Dorset students first in country to pilot new STEM-inspired support programme

As the Jon Egging Trust (JET) gets set for this year’s Bournemouth Air Festival, the charity has announced that students from Wey Valley Academy and All Saints School in Weymouth, Dorset will be amongst 300 from across the UK to take part in a pilot scheme to increase the impact of a three-year STEM-inspired support programme which aims to build confidence, academic attainment and aspiration in vulnerable students.

Blue Skies is the trust’s flagship programme, offering long-term support to students who come from areas of economic hardship and are lacking in confidence and disengaging at school. The programme builds teamwork, leadership and resilience skills and offers access to dynamic workplaces and professionals linked to aerospace and entrepreneurial thinking, supporting students to reach their full potential. Thirty students from Dorset will join the pilot scheme this September, alongside students from eight of JET’s active regions across the UK including East Anglia, Lincolnshire, Cornwall and North Wales.

The pilot programme comes as a result of JET’s partnership with the private equity foundation Impetus, who selected JET from 180 charities last year to receive their backing. Impetus support high-potential charities to grow their reach and impact, and part of their work with JET over the past year has been to help refine its flagship programme in order to further improve outcomes for students.
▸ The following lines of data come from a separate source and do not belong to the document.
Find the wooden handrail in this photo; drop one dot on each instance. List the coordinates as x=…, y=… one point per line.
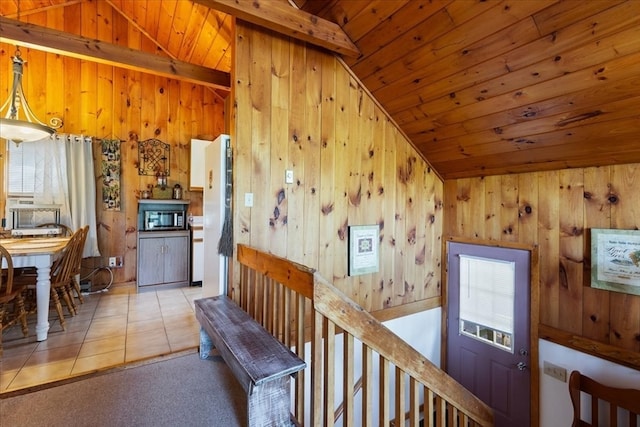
x=299, y=307
x=333, y=304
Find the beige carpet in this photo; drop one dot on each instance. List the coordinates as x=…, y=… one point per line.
x=178, y=390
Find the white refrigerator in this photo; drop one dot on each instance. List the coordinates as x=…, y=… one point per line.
x=216, y=206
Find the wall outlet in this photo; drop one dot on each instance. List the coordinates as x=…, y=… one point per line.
x=555, y=371
x=248, y=200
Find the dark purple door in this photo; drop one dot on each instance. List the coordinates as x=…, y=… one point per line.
x=488, y=327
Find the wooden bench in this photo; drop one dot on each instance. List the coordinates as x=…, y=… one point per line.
x=261, y=363
x=628, y=399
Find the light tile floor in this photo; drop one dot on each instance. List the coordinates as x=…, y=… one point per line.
x=111, y=328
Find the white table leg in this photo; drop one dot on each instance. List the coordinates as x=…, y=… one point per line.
x=43, y=289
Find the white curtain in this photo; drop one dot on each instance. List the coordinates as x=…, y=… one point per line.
x=68, y=180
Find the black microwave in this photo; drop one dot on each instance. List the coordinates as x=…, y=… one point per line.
x=164, y=220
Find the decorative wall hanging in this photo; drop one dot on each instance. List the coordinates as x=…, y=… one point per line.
x=615, y=260
x=154, y=158
x=111, y=174
x=363, y=249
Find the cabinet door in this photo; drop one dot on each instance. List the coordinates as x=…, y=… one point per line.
x=151, y=256
x=176, y=267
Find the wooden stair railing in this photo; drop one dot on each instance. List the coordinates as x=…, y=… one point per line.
x=311, y=316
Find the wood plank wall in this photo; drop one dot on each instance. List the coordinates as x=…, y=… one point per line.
x=298, y=108
x=102, y=101
x=556, y=211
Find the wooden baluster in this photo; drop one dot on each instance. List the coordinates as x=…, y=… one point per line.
x=384, y=391
x=367, y=381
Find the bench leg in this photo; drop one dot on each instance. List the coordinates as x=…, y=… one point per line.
x=269, y=404
x=206, y=345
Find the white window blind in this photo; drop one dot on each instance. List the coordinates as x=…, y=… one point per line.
x=487, y=291
x=21, y=170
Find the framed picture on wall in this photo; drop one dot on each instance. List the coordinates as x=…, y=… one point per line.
x=364, y=256
x=615, y=260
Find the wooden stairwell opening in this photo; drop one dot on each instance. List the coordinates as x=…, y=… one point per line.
x=360, y=372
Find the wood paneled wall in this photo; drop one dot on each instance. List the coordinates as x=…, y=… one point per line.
x=556, y=211
x=107, y=102
x=298, y=108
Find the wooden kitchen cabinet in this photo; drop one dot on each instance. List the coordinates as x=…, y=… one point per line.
x=163, y=258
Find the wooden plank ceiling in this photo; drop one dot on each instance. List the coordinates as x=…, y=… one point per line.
x=479, y=87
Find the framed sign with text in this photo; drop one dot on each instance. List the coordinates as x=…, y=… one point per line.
x=364, y=256
x=615, y=260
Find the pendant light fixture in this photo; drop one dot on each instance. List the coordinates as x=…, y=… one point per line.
x=12, y=127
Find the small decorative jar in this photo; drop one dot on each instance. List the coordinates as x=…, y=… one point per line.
x=177, y=192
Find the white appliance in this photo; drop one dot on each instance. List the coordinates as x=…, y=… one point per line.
x=214, y=281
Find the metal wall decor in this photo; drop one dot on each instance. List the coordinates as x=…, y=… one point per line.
x=111, y=174
x=153, y=157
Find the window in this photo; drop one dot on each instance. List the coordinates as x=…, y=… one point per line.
x=34, y=169
x=21, y=169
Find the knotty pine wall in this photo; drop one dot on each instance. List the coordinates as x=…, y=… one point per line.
x=298, y=108
x=556, y=211
x=108, y=102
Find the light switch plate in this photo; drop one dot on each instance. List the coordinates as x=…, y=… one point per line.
x=248, y=200
x=555, y=371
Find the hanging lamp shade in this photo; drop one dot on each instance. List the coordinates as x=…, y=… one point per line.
x=12, y=127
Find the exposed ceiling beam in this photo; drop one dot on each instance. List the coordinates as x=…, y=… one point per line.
x=48, y=40
x=282, y=18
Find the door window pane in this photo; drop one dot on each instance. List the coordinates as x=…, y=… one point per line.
x=487, y=290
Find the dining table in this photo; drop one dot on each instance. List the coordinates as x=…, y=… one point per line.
x=38, y=252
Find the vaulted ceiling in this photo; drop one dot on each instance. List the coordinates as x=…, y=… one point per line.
x=479, y=87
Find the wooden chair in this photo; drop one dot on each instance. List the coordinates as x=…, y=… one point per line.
x=628, y=399
x=12, y=307
x=77, y=265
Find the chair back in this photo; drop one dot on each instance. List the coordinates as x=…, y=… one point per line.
x=6, y=278
x=64, y=267
x=628, y=399
x=77, y=263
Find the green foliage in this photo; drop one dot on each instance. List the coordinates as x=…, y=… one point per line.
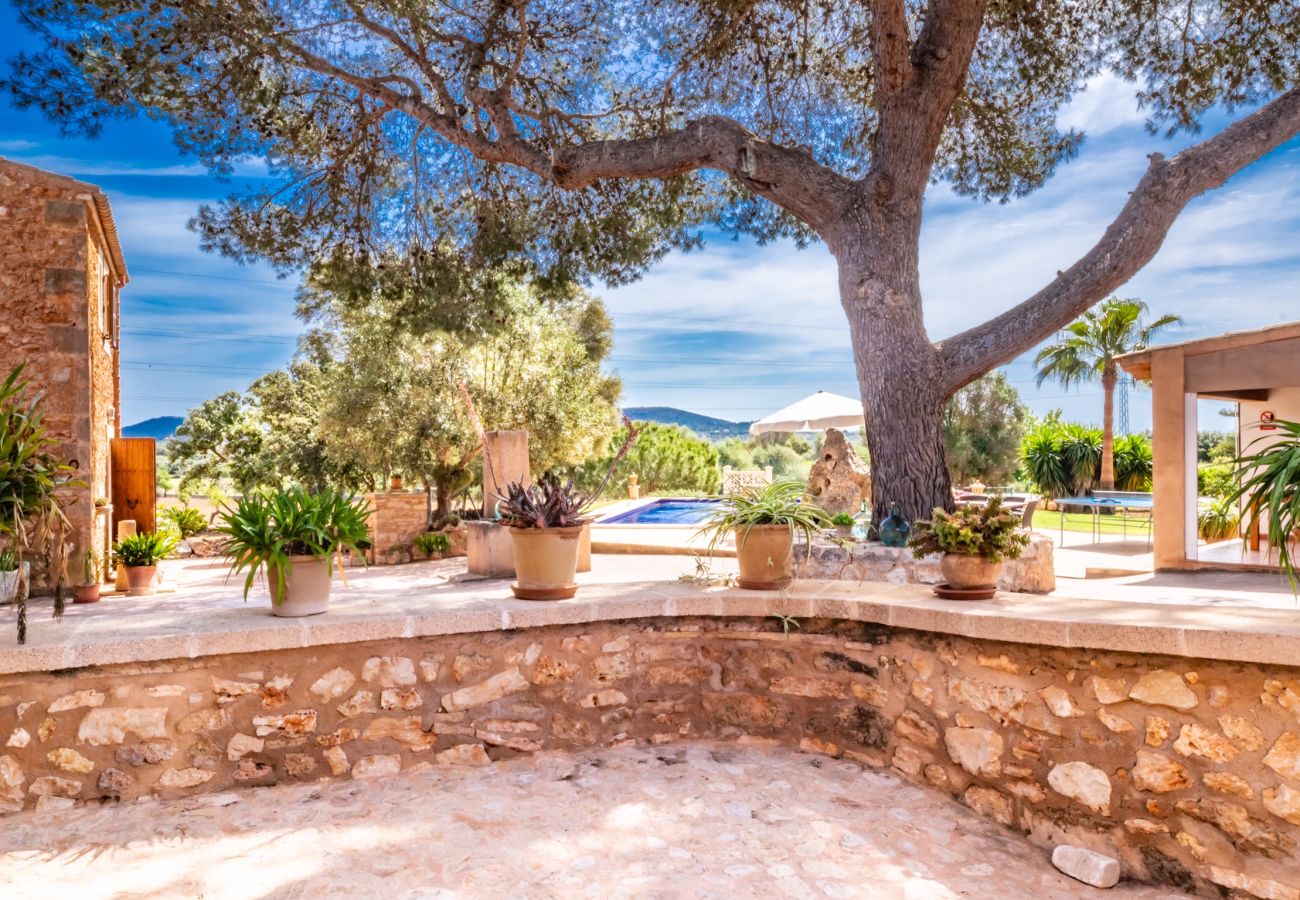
x=1270, y=490
x=186, y=520
x=664, y=459
x=432, y=542
x=779, y=503
x=974, y=531
x=983, y=427
x=267, y=529
x=147, y=548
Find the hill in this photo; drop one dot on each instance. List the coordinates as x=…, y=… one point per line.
x=160, y=428
x=714, y=429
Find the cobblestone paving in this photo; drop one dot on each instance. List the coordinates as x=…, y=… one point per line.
x=693, y=821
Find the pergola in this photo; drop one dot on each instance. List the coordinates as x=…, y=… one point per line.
x=1260, y=372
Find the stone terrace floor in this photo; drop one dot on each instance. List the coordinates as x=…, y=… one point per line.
x=689, y=821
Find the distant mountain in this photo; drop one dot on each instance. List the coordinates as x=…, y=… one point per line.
x=714, y=429
x=160, y=428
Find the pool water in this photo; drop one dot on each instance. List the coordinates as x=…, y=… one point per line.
x=667, y=513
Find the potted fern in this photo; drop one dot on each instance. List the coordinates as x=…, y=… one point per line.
x=765, y=523
x=974, y=541
x=297, y=537
x=141, y=555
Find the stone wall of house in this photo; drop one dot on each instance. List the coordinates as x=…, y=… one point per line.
x=871, y=561
x=1187, y=770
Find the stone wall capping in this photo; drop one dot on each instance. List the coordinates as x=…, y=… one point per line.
x=168, y=631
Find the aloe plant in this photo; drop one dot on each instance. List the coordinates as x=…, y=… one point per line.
x=1269, y=492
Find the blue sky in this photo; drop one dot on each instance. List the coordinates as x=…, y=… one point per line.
x=735, y=330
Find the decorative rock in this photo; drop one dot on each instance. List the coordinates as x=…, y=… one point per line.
x=111, y=725
x=1084, y=783
x=69, y=760
x=1087, y=866
x=978, y=751
x=377, y=766
x=242, y=745
x=1158, y=773
x=1197, y=740
x=77, y=700
x=185, y=778
x=1283, y=757
x=494, y=688
x=389, y=673
x=1164, y=688
x=334, y=683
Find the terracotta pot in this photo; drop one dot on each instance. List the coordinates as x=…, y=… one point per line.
x=766, y=557
x=545, y=562
x=969, y=572
x=139, y=580
x=306, y=588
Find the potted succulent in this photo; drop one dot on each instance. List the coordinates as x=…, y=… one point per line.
x=87, y=592
x=765, y=523
x=141, y=555
x=844, y=524
x=297, y=536
x=974, y=541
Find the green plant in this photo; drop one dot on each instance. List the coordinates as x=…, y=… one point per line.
x=1270, y=492
x=147, y=548
x=1218, y=519
x=267, y=529
x=973, y=531
x=186, y=519
x=432, y=542
x=779, y=503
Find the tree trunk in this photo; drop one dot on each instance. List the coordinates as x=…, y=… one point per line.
x=902, y=396
x=1109, y=377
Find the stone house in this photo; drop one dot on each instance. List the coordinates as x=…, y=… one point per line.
x=61, y=269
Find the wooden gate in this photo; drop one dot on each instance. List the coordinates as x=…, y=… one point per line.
x=134, y=481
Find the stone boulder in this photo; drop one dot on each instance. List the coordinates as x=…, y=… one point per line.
x=839, y=480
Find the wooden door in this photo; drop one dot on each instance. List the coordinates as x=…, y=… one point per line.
x=134, y=481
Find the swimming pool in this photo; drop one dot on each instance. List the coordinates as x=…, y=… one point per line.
x=667, y=513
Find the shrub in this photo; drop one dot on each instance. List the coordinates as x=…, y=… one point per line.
x=974, y=531
x=186, y=520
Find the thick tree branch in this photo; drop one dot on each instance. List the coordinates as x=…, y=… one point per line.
x=1129, y=243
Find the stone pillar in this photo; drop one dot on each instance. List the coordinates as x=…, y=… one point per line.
x=505, y=461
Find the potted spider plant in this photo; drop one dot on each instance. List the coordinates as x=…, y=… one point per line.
x=974, y=541
x=1269, y=492
x=141, y=555
x=765, y=523
x=87, y=592
x=297, y=537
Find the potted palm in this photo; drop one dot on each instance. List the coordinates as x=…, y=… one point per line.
x=974, y=541
x=765, y=523
x=87, y=592
x=141, y=555
x=297, y=537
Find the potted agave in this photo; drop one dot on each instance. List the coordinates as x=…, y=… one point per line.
x=297, y=537
x=974, y=541
x=765, y=523
x=141, y=555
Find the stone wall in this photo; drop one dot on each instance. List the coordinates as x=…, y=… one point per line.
x=871, y=561
x=1186, y=770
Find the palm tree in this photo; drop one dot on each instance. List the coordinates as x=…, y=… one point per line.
x=1087, y=351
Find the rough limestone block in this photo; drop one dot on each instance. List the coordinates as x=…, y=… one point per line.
x=1087, y=866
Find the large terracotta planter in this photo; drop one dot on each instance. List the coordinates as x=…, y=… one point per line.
x=306, y=588
x=545, y=562
x=766, y=557
x=969, y=572
x=139, y=580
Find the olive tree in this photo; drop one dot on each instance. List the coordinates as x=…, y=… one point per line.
x=579, y=138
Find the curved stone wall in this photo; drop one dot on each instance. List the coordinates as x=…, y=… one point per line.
x=1188, y=770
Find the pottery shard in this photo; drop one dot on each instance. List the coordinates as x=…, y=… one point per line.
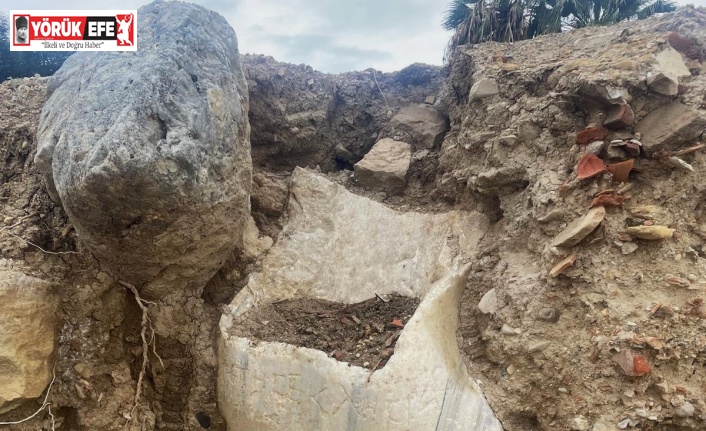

JET’s Director of Impact and Engagement, Laura Carey, says that the charity has been running its long-term Blue Skies programmes for students since 2012, alongside a shorter one-term Blue Skies Inspire Package – or BSIP. The refined offer will marry the best of both programmes. “Our long-term programmes have traditionally been delivered out of school in inspiring work settings linked to STEM, aerospace and the RAF, while our shorter BSIPs have largely been delivered in the classroom by our in-house youth team. The new pilot programme will combine both elements, with each workplace visit followed up with an in-school session during which the JET team will help students develop vital skills such as leadership, communication and goal-setting and translate what has been learnt in the workplace back into the classroom. Our research shows that this hybrid approach will have greater positive outcomes for our students, and this year is about testing and refining our new curriculum before rolling it out more widely next year.”

JET CEO, Dr Emma Egging, who founded the charity in memory of her husband, Red Arrows pilot Flt Lt Jon Egging, says that the refined programme will offer students over 100 hours of face-to-face support over three years, and has a keener focus on academic attainment.

“We know that young people from disadvantaged backgrounds are 40% less likely to get good GCSEs or go to university and more than twice as likely to be NEET; that is not in education, employment or training, than their more affluent peers. What we have learnt at JET over the past 12 years is that students facing adversity need much wider and more nuanced support than current school interventions allow, in order to set the conditions for students to understand the relevance and application of the subjects they learn at school. At JET we arm our young people with the tools, motivation, resilience and aspiration for them to re-engage with education and improve their grades, in order to succeed at school and in life. By giving students access to incredibly exciting workplaces, and by introducing them to professional role models who often have their own stories of adversity which they share with the students – it gives them an understanding of what success at school could represent for them, and allows them to broaden their horizons and think differently about their own futures and potential.”